Il en va donc du péril climatique et environnemental comme des autres vices majeurs de notre système - le désengagement des employés, la pression sur notre système de protection sociale, la négligence des territoires. Ils ne peuvent être corrigés efficacement par des entreprises structurellement obsédées par la performance financière.

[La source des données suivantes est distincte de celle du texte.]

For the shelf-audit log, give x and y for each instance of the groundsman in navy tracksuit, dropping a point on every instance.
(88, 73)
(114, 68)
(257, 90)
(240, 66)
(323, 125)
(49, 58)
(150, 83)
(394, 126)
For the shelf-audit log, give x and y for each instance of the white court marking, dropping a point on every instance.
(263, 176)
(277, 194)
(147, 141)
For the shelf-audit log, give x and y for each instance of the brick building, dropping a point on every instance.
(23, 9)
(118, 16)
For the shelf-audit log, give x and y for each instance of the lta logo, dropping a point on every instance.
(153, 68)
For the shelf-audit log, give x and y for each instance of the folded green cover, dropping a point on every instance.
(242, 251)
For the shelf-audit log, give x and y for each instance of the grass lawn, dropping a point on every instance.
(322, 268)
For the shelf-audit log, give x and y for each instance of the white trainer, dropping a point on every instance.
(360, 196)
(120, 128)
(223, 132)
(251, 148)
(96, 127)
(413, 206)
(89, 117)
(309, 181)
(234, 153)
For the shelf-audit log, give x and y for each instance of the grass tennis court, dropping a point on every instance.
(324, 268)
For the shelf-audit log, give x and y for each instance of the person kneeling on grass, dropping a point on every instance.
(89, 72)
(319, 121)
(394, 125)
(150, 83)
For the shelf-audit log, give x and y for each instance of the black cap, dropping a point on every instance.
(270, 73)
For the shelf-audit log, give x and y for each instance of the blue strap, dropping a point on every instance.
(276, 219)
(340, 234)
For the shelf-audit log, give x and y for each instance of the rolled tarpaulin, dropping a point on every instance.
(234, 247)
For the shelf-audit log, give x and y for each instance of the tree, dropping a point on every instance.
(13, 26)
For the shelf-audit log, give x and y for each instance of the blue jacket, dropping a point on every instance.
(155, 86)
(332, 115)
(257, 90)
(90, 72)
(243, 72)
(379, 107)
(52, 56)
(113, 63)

Il nous faut donc une transformation existentielle, l’émancipation de l’entreprise de la domination de l’actionnaire, et la naissance en elle d’une volonté autonome d’agir selon son intérêt propre, un intérêt déterminé dynamiquement au travers de la concertation régulière de l’ensemble de ses parties prenantes, au premier rang desquelles la planète. Attention cette émancipation doit être réelle, il faut non seulement une gouvernance équilibrée, mais il faut aussi la libérer de son objectif statutaire de maximiser le profit. Il faudra donc redéfinir le contrat qui lie l’entreprise et son investisseur en capital, en y instituant une relation de client à fournisseur. L’investisseur est le fournisseur d’une ressource essentielle de l’entreprise, il peut demander une rémunération satisfaisante mais l’entreprise doit pouvoir contrôler contractuellement cette dernière.
Ce ne sera pas le plus facile, mais à bien y réfléchir c’est déjà le cas pour la ressource financière externe la plus importante en volume, c’est-à-dire l’endettement. On demandera donc à l’infrastructure financière de mettre à disposition des entreprises une ressource financière « junior » non hégémonique.
Une fois cette étape franchie comment faire s’exprimer la planète dans l’organe de gouvernance d’une entreprise émancipée ?
On peut déjà compter sur les parties prenantes non financières, employés, territoires, système de protection sociale, pour faire valoir, au travers de leur intérêt propre, celui de la planète. Voyez le projet Jéroboam, initiative originale des syndicats CGT et CFE CGC à l’occasion de la mise en bourse de Verallia, gros producteur de bouteilles en verre. Au premier rang des propositions avancées, l’adoption d’un statut d’entreprise à mission, avec une mission centrée sur l’amélioration de la performance environnementale des produits et processus de production… Mais il pourra être nécessaire de mettre en place une représentation plus directe des enjeux planétaires, s’assurer de la présence dans l’organe de gouvernance d’un représentant qualifié, aux cotés peut-être d’un représentant de l’autre grand absent des conseils d’administration, notre système de protection sociale.
Ainsi nous mettrons fin à ces stratégies et plans d’affaires dépassés qui négligent, pour ne pas dire parfois maltraitent, employés, territoires, politiques et planète pour satisfaire les actionnaires. Ils céderont la place à des projets d’entreprise consensuels, qui replaceront en leurs centres les enjeux sociétaux, environnementaux et humains, en s’assurant bien sûr - mais cela doit être une disposition contractuelle, plutôt qu’un objectif statutaire -, d’offrir une rentabilité satisfaisante, plutôt que maximale, à des investisseurs responsables.
L’avenir de notre système, et celui de la planète, ce n’est plus la course à la valeur financière, c’est l’émancipation de l’entreprise.